Simply set the learn_alpha or learn_coefficient flags. These parameters are automatically registered with your PyTorch module and included in model.parameters().

net = SNNWrapper(
    my_model,
    integrator='fdeint',
    alpha=[0.5, 0.5],          # Initial guess
    alpha_mode='per_layer',
    learn_alpha=True,          # Enable gradient updates for alpha
    learn_coefficient=False
)

# Standard PyTorch optimization loop
optimizer = torch.optim.Adam(net.parameters(), lr=0.01)

for batch in dataloader:
    optimizer.zero_grad()
    loss = criterion(net(batch.x, batch.t), batch.y)
    loss.backward()
    optimizer.step()

# Inspect learned values
print("Learned Alphas:", net.get_per_layer_alpha())

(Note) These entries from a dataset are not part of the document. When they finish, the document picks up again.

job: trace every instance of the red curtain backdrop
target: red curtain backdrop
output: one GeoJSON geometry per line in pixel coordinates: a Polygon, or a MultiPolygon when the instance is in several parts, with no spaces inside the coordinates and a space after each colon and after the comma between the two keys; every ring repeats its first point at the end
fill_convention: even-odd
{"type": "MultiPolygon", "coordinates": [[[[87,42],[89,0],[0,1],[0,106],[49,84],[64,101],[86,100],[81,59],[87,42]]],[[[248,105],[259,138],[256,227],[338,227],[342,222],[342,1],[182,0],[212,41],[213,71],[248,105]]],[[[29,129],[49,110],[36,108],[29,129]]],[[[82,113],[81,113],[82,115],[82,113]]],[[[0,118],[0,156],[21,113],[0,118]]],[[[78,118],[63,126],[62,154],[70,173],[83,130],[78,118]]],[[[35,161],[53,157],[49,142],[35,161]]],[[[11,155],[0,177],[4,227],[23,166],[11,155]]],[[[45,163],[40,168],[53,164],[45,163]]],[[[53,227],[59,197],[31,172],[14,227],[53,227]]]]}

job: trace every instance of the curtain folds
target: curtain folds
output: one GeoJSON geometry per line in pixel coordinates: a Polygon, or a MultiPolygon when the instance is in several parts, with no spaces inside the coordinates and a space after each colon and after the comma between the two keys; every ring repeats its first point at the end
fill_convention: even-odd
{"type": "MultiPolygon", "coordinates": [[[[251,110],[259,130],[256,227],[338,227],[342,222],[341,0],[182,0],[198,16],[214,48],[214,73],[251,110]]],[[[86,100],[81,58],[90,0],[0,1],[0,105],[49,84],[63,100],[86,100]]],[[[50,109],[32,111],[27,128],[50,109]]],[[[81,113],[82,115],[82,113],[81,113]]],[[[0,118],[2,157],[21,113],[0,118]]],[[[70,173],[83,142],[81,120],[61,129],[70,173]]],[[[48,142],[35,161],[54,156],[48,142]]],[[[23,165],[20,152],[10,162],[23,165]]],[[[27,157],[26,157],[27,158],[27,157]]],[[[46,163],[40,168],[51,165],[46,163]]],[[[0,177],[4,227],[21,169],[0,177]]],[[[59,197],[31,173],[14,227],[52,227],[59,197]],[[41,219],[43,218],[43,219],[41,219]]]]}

During training, the network might discover that early layers perform better with \(\alpha \approx 0.9\) (fast reaction) while deeper layers converge to \(\alpha \approx 0.4\) (strong integration), adapting the mathematical structure of the network to the data distribution.

Summary

The Per-Layer Alpha configuration transforms your SNN from a static architecture into a dynamically adaptable system. By decoupling the memory characteristics of each layer, you unlock:

Specialization: Layers can optimize for different temporal frequencies.
Expressivity: Multi-term configurations capture complex, non-Markovian dynamics.
Automation: Learnable \(\alpha\) removes the burden of manual hyperparameter tuning for fractional orders.

Whether you are modeling biological plausibility or pushing the boundaries of temporal deep learning, per-layer control is the key to unlocking the full potential of fractional calculus in neural networks.